One night they stood together at the rail. The stars were as thick and yellow as grapes. There was a silver road of moonlight on the black surface of the ocean. Thomas Bell was asking questions. Where had she come from? Madame Christophe told him she was a widow from New Orleans. Where was she going? Who was she? Whom did she know in San Francisco?
She turned her eyes on him, which made him catch his breath. “Why do you look at me like that?” he asked.
“Why do you ask so many questions?” Her voice was
full of slow vowels, soft stops. “Words were invented so that lies could be told. If you want to know someone, don’t listen to what they say. Look at them. Look at me,” she said. “Look closely.” Her voice dropped to a whisper. “What does that tell you?”
Mr. Bell couldn’t look closely. His vision was clouded by his ardor. But he saw her shiver. He rushed to his cabin for a wrap to lend her, a green and black tartan shawl.
They debarked in San Francisco. In the crush of people, she got into a carriage, and he lost sight of her.

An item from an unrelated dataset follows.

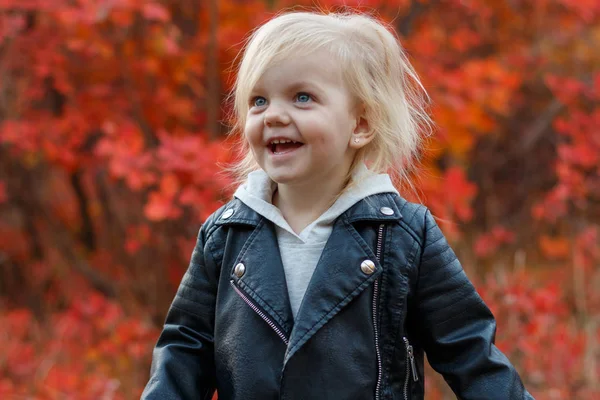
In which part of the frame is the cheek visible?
[244,118,261,144]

She should have been easy to find. There were so few women in San Francisco. Fewer still were beautiful. He sent inquiries to all the hotels. None had a Madame Christophe registered. He asked everyone he knew, he spoke of her everywhere, but could say only that she was a widow from New Orleans, that her eyes didn’t match, and that she had his shawl. He was forced to depart for Mexico, where he would conduct negotiations concerning the New Almadén mine, without seeing her again.